It’s easy to take Internet access for granted when it’s obtainable in the palm of your hand. Faulty connections or issues with the Internet service provider are often blamed for spotty service, but what if it turned out the provider you pay$50 each month was controlling loading speeds based on which sites you visit? That’s essentially what “net neutrality” is trying to prevent.
A concern of the Federal Communications Commission for a decade now, it’s been difficult to find the sweet spot when it comes to ISP regulation. Because the United States operates a free-market policy, in which competition is encouraged and companies fail or flourish with little intervention, the Internet must remain monopoly-free as well. However, keeping the Internet an open marketplace has been difficult without regulation. According to The Verge, the FCC started establishing policies in 1980 to help regulate different communication services to stay competitive, non-discriminatory and fair for consumers and companies alike. But ISPs enjoy a convenient loophole.
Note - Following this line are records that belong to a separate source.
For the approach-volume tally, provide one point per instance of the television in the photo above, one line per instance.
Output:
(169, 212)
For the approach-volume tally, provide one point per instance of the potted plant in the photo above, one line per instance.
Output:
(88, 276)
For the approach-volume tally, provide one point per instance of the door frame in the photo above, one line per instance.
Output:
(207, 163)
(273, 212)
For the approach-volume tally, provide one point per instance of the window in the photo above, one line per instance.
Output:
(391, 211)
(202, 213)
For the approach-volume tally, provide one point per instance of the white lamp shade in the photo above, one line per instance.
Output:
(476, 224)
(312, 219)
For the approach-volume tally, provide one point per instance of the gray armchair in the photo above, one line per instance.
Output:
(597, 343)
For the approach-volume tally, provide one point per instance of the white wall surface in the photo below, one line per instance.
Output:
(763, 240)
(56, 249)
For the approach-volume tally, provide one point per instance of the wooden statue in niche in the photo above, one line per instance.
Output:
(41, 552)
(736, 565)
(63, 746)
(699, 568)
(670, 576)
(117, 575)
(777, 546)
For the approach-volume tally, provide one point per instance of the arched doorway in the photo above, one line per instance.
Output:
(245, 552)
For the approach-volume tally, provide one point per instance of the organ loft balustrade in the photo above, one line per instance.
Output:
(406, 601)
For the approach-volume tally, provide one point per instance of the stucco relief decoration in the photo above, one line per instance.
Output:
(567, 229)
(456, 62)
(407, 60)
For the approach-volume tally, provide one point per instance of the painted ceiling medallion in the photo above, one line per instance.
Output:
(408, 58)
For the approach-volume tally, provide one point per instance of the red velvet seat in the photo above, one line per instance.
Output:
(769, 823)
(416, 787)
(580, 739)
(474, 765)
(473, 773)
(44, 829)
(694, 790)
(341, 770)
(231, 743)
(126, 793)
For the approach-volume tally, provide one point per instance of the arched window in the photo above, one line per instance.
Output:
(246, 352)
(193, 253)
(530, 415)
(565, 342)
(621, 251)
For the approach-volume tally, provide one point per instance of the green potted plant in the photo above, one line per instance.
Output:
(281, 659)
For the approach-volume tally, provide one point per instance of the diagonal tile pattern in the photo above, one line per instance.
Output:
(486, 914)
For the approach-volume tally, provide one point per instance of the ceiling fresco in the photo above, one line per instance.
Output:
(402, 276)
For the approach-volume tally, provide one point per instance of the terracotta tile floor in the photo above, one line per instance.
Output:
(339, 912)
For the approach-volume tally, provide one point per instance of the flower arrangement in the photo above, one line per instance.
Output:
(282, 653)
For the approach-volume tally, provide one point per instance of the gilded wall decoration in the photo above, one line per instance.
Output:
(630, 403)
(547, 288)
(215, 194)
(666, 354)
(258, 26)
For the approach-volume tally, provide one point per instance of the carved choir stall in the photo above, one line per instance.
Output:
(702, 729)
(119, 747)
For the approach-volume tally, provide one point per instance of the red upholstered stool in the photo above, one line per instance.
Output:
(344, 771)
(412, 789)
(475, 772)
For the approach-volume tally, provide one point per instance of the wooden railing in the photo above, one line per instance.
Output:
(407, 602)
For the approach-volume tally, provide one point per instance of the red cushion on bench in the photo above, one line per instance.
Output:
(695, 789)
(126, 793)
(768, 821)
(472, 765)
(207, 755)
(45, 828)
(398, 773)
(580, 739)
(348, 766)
On Feb. 26, the FCC will vote on a proposal by FCC Chairman Tom Wheeler to change the classification of ISPs from Title I of the Telecommunications Act to Title II, essentially applying open Internet regulations to telecommunications carriers like Comcast (CMCSA), AT&T (T) and Verizon (VZ). So how will stricter regulations affect pricing models and your bottom lines if the Internet is effectively deemed a utility?
From the Fast Lane to Neutral Ground
Regulation of communication providers — namely cable and Internet — began in 1980. A distinction was made between “basic” and “enhanced” communication services through “Computer II” policies, The Verge reports, which eventually evolved with the Telecommunications Act of 1996 to Title II “telecommunications carriers” and Title I “information service providers,” respectively. Think of the difference as your phone company vs. broadband provider. (Yes, they may be the same company.)
In 2002, cable broadband was deemed an information service, falling into Title I, and by 2005 wireless and DLS services also received this designation. The subsequent establishment of open Internet rules, meant to keep competition on the Web fair, didn’t apply to ISPs, only Title II carriers. The FCC has since failed in court to hold ISPs to the same guidelines as companies that fall under Title II regulation, and it is hoping reclassifying broadband Internet under Title II will make everyone play fair by the same rules.
This proposal, to protect net neutrality, is in staunch contrast to the FCC’s move mere months ago when it advocated for fast and slow lanes — websites could pay a premium to service providers for faster download speeds, essentially disrupting fair competition between websites. Many feared start-up sites would be unable to compete with the Amazons (AMZN) and Googles (GOOG) of the world; the FCC received strong objection in the form of 3.7 million public comments.
Swinging in the opposite direction now, applying Title II designation to ISPs would, in the words of Wheeler, assure “the rights of Internet users to go where they want, when they want, and the rights of innovators to introduce new products without asking anyone’s permission.”
The five-person commission will vote on Feb. 26 to approve this new designation, but Congress could potentially undermine the FCC’s authority. This move hasPresident Obama’s support. However, Wheeler, also a Democrat, could face a majority Republican Congress that supports net neutrality measures but opposes Title II reclassification. Net neutrality is an attempt by the government to regulate a monopoly, and it might be necessary.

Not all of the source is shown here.